Organic Shampoo
My friend told me that I subtly changed. "Odd," she said, after I sent her a picture of a pair of black Nike Cortez, "You were never one who wear such things. Why changed?"
I contemplated. I could answer, because I spotted so-and-so wore similar thing on her blog and I thought that I could pull that off too. But, she didn't deserve the lie. As one of my closest friends, she deserves the world and more, it wouldn't feel good, at least not morally so, if I lied to her. So, I simply answered, "No, it's just that there is a part of me that's changing, I can feel it. And I think I am changing."
She replied, "Like what you were wearing today?"
I haven't changed that moment, so I looked down at my black jeans and grey shirt attire, both were form-fitting. Oh, my shoes were another rare occurrence--black beaten-up converse. "Yes, I suppose. Yes. Quite similar. Yes."

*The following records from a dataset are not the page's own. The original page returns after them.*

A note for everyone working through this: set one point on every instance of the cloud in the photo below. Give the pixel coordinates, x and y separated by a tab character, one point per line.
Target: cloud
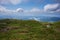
14	2
35	10
51	7
5	10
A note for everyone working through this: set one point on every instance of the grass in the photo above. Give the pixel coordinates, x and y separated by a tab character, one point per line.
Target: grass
12	29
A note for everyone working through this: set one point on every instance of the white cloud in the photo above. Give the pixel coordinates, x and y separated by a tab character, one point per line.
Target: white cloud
14	2
35	10
5	10
51	7
20	10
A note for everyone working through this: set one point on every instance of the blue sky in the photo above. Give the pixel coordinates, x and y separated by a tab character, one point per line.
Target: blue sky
17	8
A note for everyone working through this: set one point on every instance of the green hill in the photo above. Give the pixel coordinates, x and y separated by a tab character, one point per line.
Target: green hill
12	29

I think I am changing. I can't explain it to you what exactly is being shaped into another matter entirely, but there are ticking sounds like clocks, something is changing their gears--something is moving. I feel calm, I can't explain how calm I feel right now and why do I all of the sudden eat food in less portion of I normally have. It is alarming how the way I live could be changed without any reasons or any affairs. Nothing happened, but I feel like something is trying to burst out of me and fighting to take over this vision of a person that my friends had known for years.
Maybe in all of those small steps (changing my drugstore brand shampoo to organic shampoo, using more natural products and buying certain article of clothing that don't bear the resemblance of what I used to wear/presented myself with during the past few years), I've found another spectrum of physical illusion that currently seems like the best go-to option for me. Ridiculous, I know--but it doesn't change the fact that I could move out of something that has been literally close to my skin, something that become what people have been voicing out as my style, that easily, even though a bit subtly.
So,
Do you think I can change the way I feel about you the same way I change the way I look?